Klosterfelde gallery's exhibition of Michael Snow, the poster child for experimental media, perfectly mirrors the maze of his artistic life. Almost an attempt at a comprehensive retrospective, the show spans through several decades of no less diverse production.

In the first room is a work from 1986, Revue: a series of re-photographed Penthouse centerfolds, which were then published in another magazine and photographed again, while making sure the pictures still index the haptic aspects of the open page, like the center crease and the distorted curve. Immediately opposite one can see one of the cut-out women belonging to the Waking Woman series (1961-67), Michael's Snow signature work for over a decade. The work would create a perfect symmetry with Projection – a 1970 lithographic print of an erected penis penetrating the voided space of its female negative – were it not disrupted by the intruding presence of a gigantic canvas visible through the door to the adjacent room: Paris de judgement Le and/or State of the Arts (2006), in which three naked women obstruct the view of Cézanne's Bathers (1898-1905). The Rubenesque materiality of their bodies yields a stark contrast with the ethereal soft-focus of the Penthouse vixen, which we re-encounter in Stereo (1982). Here the model is gilded in a Plexiglas case, her breasts turned into telescopes which one can see through yet another telescope. A mise en abyme making plain that the object of voyeurism is not the female but photography itself.

Last but not least is the show's tour de force, Piano Sculpture (2009) – a piano ensemble video installation encasing the viewer in its overlapping cacophonic medley.
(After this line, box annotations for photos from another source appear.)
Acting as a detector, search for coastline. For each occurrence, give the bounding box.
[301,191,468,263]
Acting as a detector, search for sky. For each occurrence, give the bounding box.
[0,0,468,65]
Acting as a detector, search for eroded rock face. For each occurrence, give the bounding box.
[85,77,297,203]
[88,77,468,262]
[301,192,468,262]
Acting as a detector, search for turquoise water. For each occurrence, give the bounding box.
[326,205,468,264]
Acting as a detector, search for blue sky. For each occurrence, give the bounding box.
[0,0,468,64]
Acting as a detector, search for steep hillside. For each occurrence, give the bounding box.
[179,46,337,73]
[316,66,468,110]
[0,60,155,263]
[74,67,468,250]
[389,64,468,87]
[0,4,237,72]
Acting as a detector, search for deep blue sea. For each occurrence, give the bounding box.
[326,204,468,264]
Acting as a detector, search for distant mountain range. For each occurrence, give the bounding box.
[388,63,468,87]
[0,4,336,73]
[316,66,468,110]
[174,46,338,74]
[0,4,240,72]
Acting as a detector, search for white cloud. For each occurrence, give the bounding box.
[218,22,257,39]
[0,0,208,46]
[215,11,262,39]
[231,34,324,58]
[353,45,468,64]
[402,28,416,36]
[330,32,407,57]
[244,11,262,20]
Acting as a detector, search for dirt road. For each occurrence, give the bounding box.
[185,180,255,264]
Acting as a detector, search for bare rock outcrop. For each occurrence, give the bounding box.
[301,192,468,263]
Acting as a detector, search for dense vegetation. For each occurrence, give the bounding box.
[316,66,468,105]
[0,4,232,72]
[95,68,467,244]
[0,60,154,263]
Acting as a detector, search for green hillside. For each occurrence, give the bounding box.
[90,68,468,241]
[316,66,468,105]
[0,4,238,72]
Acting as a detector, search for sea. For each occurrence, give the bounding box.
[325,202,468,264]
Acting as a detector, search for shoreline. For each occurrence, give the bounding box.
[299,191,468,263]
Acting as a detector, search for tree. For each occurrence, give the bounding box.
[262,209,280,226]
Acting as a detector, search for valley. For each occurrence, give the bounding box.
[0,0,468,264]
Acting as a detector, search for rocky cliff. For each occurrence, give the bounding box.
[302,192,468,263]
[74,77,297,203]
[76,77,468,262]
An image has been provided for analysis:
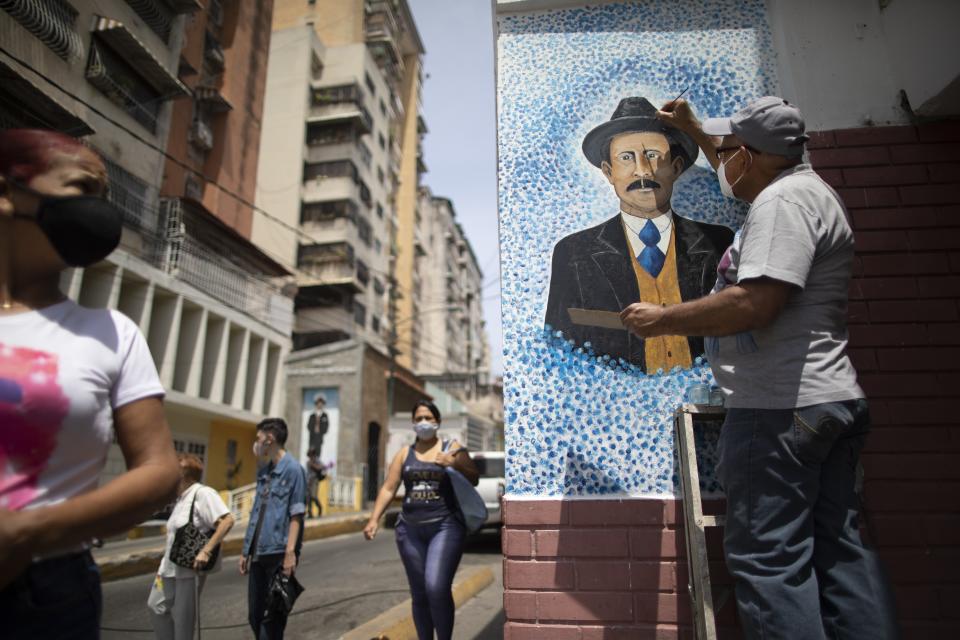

The protuberant loudspeakers double the high-relief effect of Stereo's tiny telescopes, albeit without doubling its pathos.

Faced with an over-abundance of signifiers, my mind's eye starts to see the show as a Rubik's cube, whose snarl I am determined to bring into a neat pattern. I link the polarity of male and female signifiers to the inscription of the picture plane upon three-dimensional depth. I fantasize the 'picture within a picture' elements as matryoshkas, where each media contains the content of yet another media, which keep peering through and peeping out of each other in an unduly manner. All my efforts notwithstanding, the unkempt, rugged quality of Michael Snow's work always escapes through the crevices of an all-embracing thesis. Like that last face left in a kaleidoscope of un-matching squares.

Hoping that some sincere insight might be gained through an un-mediated reception I get drawn to the viewers' comments posted on YouTube. Their rantings, though candid, seem to resent the suspension of the suspension of disbelief. Yet, as Snow himself put it, no image exists which is not a product of a given media. Likewise, no speech exists which is not a product of a set of communication codes. Whether it's the code of educated art criticism or the lack thereof, with its corresponding naturalization of meaning, Michael Snow's work is, however, neither about the one, nor the other. Michael Snow's work is about this. This oblique juxtaposition, which cracks up the illusion of transparency and freaks me out for this reason.